Semaine de l’IA pour tous : Anne Le Hénanff veut une France où l’intelligence artificielle appartient à chacun

Plus de 1 000 événements, 50 000 citoyens attendus, 800 partenaires de l’ESS mobilisés. La Semaine de l’IA pour tous, lancée le 23 mai 2026, traduit une ambition portée par Anne Le Hénanff, ministre du Numérique et marraine de l’événement : faire de la France le pays où l’IA est la mieux comprise, la mieux maîtrisée et la mieux partagée.
Un événement ancré dans les territoires
Des cafés IA à Bellême pour débattre sans tabou. Des ateliers créatifs à Angoulême. Mais aussi des escape games pédagogiques à Strasbourg sur les biais algorithmiques. Des formations sectorielles à Montpellier pour les artisans. Ou encore des conférences immersives à Lyon autour des enjeux éthiques. La Semaine de l’IA pour tous déploie ses formats partout en France. Au total, plus de 1 000 événements sont organisés sur l’ensemble du territoire, portés par 2 500 professionnels et 800 partenaires.
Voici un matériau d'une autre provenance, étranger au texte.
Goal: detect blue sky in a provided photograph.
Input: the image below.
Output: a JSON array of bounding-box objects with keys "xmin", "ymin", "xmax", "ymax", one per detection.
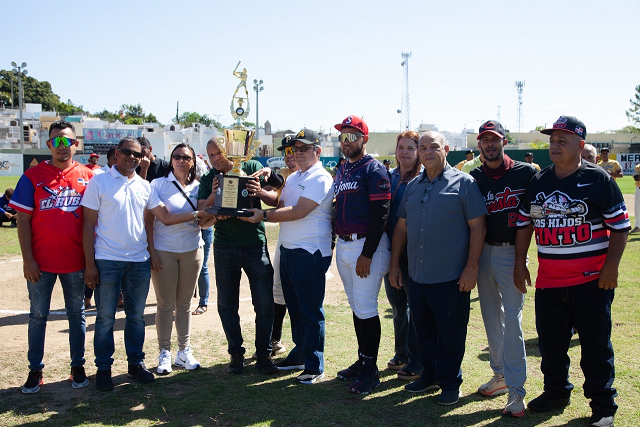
[{"xmin": 6, "ymin": 0, "xmax": 640, "ymax": 133}]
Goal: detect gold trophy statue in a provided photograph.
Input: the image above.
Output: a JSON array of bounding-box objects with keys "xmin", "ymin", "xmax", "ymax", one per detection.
[{"xmin": 207, "ymin": 61, "xmax": 260, "ymax": 216}]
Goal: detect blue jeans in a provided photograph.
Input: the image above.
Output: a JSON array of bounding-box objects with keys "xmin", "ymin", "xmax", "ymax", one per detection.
[
  {"xmin": 93, "ymin": 259, "xmax": 151, "ymax": 369},
  {"xmin": 27, "ymin": 270, "xmax": 87, "ymax": 370},
  {"xmin": 536, "ymin": 280, "xmax": 618, "ymax": 416},
  {"xmin": 198, "ymin": 227, "xmax": 213, "ymax": 306},
  {"xmin": 384, "ymin": 256, "xmax": 422, "ymax": 374},
  {"xmin": 213, "ymin": 244, "xmax": 273, "ymax": 357},
  {"xmin": 280, "ymin": 246, "xmax": 331, "ymax": 373},
  {"xmin": 409, "ymin": 279, "xmax": 471, "ymax": 391}
]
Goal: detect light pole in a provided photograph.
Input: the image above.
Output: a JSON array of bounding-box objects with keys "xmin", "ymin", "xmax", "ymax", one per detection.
[
  {"xmin": 11, "ymin": 61, "xmax": 27, "ymax": 154},
  {"xmin": 253, "ymin": 79, "xmax": 264, "ymax": 138}
]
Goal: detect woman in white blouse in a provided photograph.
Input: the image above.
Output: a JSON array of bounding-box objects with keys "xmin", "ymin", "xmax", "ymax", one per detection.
[{"xmin": 145, "ymin": 144, "xmax": 204, "ymax": 375}]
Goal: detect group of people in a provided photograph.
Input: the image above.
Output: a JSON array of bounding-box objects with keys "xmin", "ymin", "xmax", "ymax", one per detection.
[{"xmin": 11, "ymin": 115, "xmax": 630, "ymax": 426}]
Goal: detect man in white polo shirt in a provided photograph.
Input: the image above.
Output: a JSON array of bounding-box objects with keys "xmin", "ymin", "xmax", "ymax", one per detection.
[
  {"xmin": 82, "ymin": 137, "xmax": 210, "ymax": 391},
  {"xmin": 239, "ymin": 129, "xmax": 333, "ymax": 384}
]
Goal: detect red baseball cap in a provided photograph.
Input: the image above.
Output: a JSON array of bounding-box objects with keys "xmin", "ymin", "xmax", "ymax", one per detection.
[{"xmin": 334, "ymin": 116, "xmax": 369, "ymax": 136}]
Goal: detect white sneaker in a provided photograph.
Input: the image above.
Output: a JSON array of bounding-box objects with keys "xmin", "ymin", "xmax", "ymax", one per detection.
[
  {"xmin": 156, "ymin": 349, "xmax": 172, "ymax": 375},
  {"xmin": 173, "ymin": 347, "xmax": 200, "ymax": 371},
  {"xmin": 478, "ymin": 374, "xmax": 509, "ymax": 396}
]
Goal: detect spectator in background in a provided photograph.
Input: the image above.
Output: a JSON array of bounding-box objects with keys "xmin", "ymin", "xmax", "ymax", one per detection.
[{"xmin": 0, "ymin": 188, "xmax": 17, "ymax": 227}]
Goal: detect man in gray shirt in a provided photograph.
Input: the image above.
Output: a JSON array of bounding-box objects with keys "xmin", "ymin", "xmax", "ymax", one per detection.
[{"xmin": 389, "ymin": 132, "xmax": 487, "ymax": 405}]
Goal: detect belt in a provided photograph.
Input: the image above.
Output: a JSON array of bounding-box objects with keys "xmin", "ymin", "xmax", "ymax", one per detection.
[
  {"xmin": 338, "ymin": 233, "xmax": 367, "ymax": 242},
  {"xmin": 485, "ymin": 241, "xmax": 513, "ymax": 246}
]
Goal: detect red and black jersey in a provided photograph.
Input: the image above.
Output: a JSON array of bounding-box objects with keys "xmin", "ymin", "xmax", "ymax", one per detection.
[
  {"xmin": 470, "ymin": 161, "xmax": 537, "ymax": 244},
  {"xmin": 518, "ymin": 162, "xmax": 631, "ymax": 288}
]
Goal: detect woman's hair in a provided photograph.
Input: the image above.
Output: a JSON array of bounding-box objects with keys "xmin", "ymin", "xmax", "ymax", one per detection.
[
  {"xmin": 396, "ymin": 130, "xmax": 420, "ymax": 181},
  {"xmin": 164, "ymin": 142, "xmax": 196, "ymax": 184}
]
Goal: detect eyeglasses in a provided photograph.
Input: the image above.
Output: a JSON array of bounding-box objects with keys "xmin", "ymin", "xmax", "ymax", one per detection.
[
  {"xmin": 118, "ymin": 148, "xmax": 142, "ymax": 159},
  {"xmin": 338, "ymin": 133, "xmax": 364, "ymax": 144},
  {"xmin": 284, "ymin": 144, "xmax": 318, "ymax": 156},
  {"xmin": 49, "ymin": 136, "xmax": 78, "ymax": 148}
]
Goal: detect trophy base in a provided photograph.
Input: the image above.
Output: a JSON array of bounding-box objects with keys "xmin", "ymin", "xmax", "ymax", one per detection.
[{"xmin": 205, "ymin": 206, "xmax": 253, "ymax": 218}]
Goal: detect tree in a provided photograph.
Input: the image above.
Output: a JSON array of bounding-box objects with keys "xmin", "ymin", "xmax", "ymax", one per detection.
[{"xmin": 626, "ymin": 85, "xmax": 640, "ymax": 126}]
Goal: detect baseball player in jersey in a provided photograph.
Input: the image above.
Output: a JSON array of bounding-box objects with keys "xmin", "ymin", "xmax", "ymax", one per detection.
[
  {"xmin": 513, "ymin": 116, "xmax": 630, "ymax": 426},
  {"xmin": 470, "ymin": 120, "xmax": 536, "ymax": 417},
  {"xmin": 9, "ymin": 121, "xmax": 93, "ymax": 393},
  {"xmin": 334, "ymin": 116, "xmax": 391, "ymax": 394}
]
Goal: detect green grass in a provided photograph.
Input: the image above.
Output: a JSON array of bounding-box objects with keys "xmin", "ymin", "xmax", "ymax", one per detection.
[{"xmin": 0, "ymin": 226, "xmax": 640, "ymax": 427}]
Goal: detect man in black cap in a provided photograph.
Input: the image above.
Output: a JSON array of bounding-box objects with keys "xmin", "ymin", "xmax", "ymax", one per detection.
[{"xmin": 513, "ymin": 116, "xmax": 631, "ymax": 427}]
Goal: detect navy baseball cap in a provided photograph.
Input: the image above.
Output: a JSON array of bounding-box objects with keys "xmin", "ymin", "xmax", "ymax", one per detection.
[
  {"xmin": 291, "ymin": 129, "xmax": 320, "ymax": 145},
  {"xmin": 476, "ymin": 120, "xmax": 507, "ymax": 140},
  {"xmin": 540, "ymin": 116, "xmax": 587, "ymax": 138}
]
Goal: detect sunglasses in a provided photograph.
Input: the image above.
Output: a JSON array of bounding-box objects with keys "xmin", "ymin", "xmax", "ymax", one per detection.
[
  {"xmin": 338, "ymin": 133, "xmax": 364, "ymax": 144},
  {"xmin": 284, "ymin": 145, "xmax": 318, "ymax": 156},
  {"xmin": 118, "ymin": 148, "xmax": 142, "ymax": 159},
  {"xmin": 49, "ymin": 136, "xmax": 78, "ymax": 148}
]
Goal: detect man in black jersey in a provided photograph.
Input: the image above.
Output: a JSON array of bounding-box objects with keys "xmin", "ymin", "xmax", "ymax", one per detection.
[{"xmin": 471, "ymin": 120, "xmax": 536, "ymax": 417}]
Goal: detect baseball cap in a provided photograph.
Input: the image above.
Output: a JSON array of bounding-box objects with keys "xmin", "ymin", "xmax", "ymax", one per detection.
[
  {"xmin": 291, "ymin": 129, "xmax": 320, "ymax": 145},
  {"xmin": 476, "ymin": 120, "xmax": 507, "ymax": 140},
  {"xmin": 540, "ymin": 116, "xmax": 587, "ymax": 138},
  {"xmin": 278, "ymin": 135, "xmax": 293, "ymax": 151},
  {"xmin": 334, "ymin": 116, "xmax": 369, "ymax": 136}
]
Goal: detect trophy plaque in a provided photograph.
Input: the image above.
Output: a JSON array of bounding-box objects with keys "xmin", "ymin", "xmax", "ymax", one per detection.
[{"xmin": 207, "ymin": 62, "xmax": 261, "ymax": 217}]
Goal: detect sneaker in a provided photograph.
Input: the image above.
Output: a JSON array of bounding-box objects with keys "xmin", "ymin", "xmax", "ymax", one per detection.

Une mobilisation collective saluée
La ministre a tenu à remercier les acteurs engagés dans cette dynamique. Elle a notamment mis en avant la MedNum, la Make.org Foundation et la mission Café IA, « qui ont imaginé et organisé cette semaine ». Collectivités locales, entreprises, associations : tous contribuent à rendre l’événement concret pour les citoyens. «Merci de faire de cette semaine une réalité. Merci de prouver que l’IA peut être un projet partagé, une aventure collective», a déclaré Anne Le Hénanff lors de l’inauguration.
Une chance, mais aussi un défi
L’IA est d’abord présentée comme une opportunité. Elle permet, selon la ministre, «d’innover, de simplifier, de répondre aux enjeux de notre temps : la santé, l’éducation, les transitions écologiques». Mais elle comporte aussi des risques. Sans accompagnement ni pédagogie, elle peut «devenir un facteur d’exclusion et d’angoisse». La France a donc un choix à faire. Soit laisser l’IA se développer sans contrôle, soit en faire un outil au service de tous.
La troisième voie française et européenne
La France a choisi une troisième voie, défendue par le président de la République et portée au niveau européen par Anne Le Hénanff elle-même. Depuis huit ans, la stratégie nationale pour l’IA structure cette ambition, rappelle en effet la ministre. En 2025, le sommet IA de Paris avait réuni 40 000 participants, confirmant le statut de la France sur la scène mondiale. L’objectif reste clair : «faire de la France une puissance mondiale de l’IA, souveraine, durable, qui ne profite pas à quelques-uns, mais bien à tous».
L’humain au cœur de l’implémentation
Anne Le Hénanff s’appuie sur ses déplacements dans les territoires pour dresser un constat positif. Partout où elle a rencontré des acteurs ayant adopté l’IA, elle a observé le même résultat. «L’IA est extrêmement bien vécue quand les utilisateurs ont été impliqués dans son implémentation dès l’origine», dit-elle. Les bénéfices sont tangibles : plus de temps libre pour des tâches valorisantes, amélioration des conditions de travail, gains de productivité et de créativité.
Une ambition pérenne pour tous les Français
La Semaine de l’IA pour tous ne constitue pas une action isolée. Elle s’inscrit dans une dynamique durable, autour des cafés IA dans les territoires et d’une meilleure intégration de l’IA dans les formations et les collectivités locales. La ministre invite citoyens, salariés, élus et associations à se saisir de cet élan. «Notre objectif est clair : faire de la France le pays où l’IA est la mieux comprise, la mieux maîtrisée et la mieux partagée.» Et d’ajouter : «Ensemble, prouvons que la technologie peut rapprocher, émanciper et unir.»